To ensure a place to stay, and not be part of the problem when it comes to a massive increase in ‘staycationers’ and folks having hired motorhomes in ther droves, we took the decision to book three nights in a Caravan and Motorhome Club site situated in Morvich, at the head of Loch Duich, just around the corner from Eilean Donan Castle and a mere stone’s throw away from The Kyle of Lochalsh and the Isle of Skye.

Neither of those two destinations were on our itinerary this time around however. We’ve visited Skye previously, and our objectives were to have three relatively easy, preferably relaxing, days of exploring the immediate area.

As well as being situated at the head of Loch Duich, Morvich also sits at the very top end of the Five Sisters of Kintail and on the Affric Kintail Way, a 44-mile Long Distance Trail that connects Morvich and Loch Affric with Drumnadrochit, on the shores of Loch Ness.

After enjoying a leisurely breakfast by the loch and saying our fond farewells to the Trossachs once again (and vowing to return again as soon as possible), we drove in a northerly direction, towards Glencoe and Fort William, and on towards Morvich, where we expected to arrive at about 5pm.

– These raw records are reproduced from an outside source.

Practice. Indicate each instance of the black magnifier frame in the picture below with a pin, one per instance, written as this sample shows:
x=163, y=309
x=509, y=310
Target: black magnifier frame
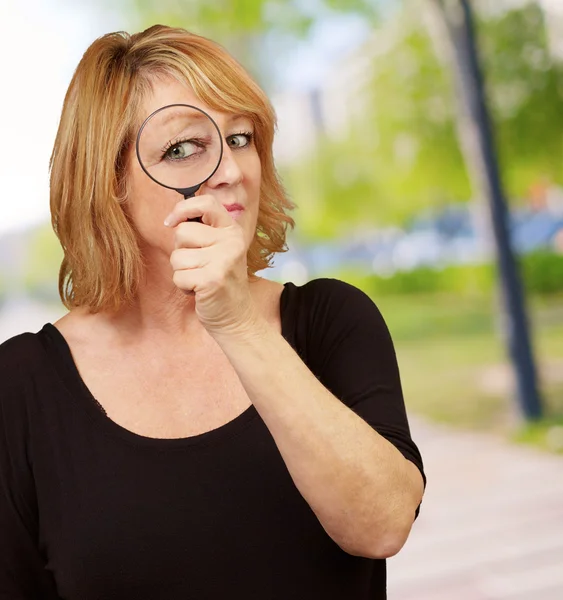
x=188, y=192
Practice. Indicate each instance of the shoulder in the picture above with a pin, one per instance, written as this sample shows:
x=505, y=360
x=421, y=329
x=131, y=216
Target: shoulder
x=337, y=297
x=21, y=357
x=329, y=310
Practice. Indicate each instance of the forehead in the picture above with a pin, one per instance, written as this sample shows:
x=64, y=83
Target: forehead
x=166, y=91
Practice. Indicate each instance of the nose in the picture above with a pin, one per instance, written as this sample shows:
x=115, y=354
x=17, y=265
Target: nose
x=228, y=173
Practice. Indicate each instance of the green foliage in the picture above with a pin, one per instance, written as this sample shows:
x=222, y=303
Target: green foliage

We did pause for lunch along the way, though, turning into Gen Etive and finding a suitable stopping-off point where we could enjoy the views and listen to the raging waters below us. After lunch, we did continue driving down the glen, with a view to turning around at Lochan Urr, but the traffic was so heavy, with motorhomes at every curve and passing place, that we cut short our little adventure and turned around to be on our way, knowing that we still had a fair way to go towards our days destination.

Glen Etive is a visually dramatic location and certainly worthy of greater exploration. It’s popular with campervanners for ‘wilding’, and I suspect a lot of visitors just want to drive down the same road that James Bond did in the movie ‘Skyfall’. Either way; we’ll be back to explore it in more detail on another future visit, I’m sure.

After many lochs and glens, we finally arrived at Morvich at around 5pm, tired and ready for a cup of tea. The club site is pleasant and not too big, and we managed to bag ourselves more or less the pitch that we’d hoped for.

The rest of the afternoon was spent putting up our new canopy. We don’t have one fixed to the van; instead, ours (made by Wild Earth – attaches via strong magnets to the roof of the van, and is held in place with poles and guylines. It’s quicker to erect than the drive-away awning, which we haven’t brought with us this time around, and takes up less space when packed away. Along with our folding chairs and camping table it enables us to extend our living space beyond the interior of the van and enjoy the fresh air – even if its raining.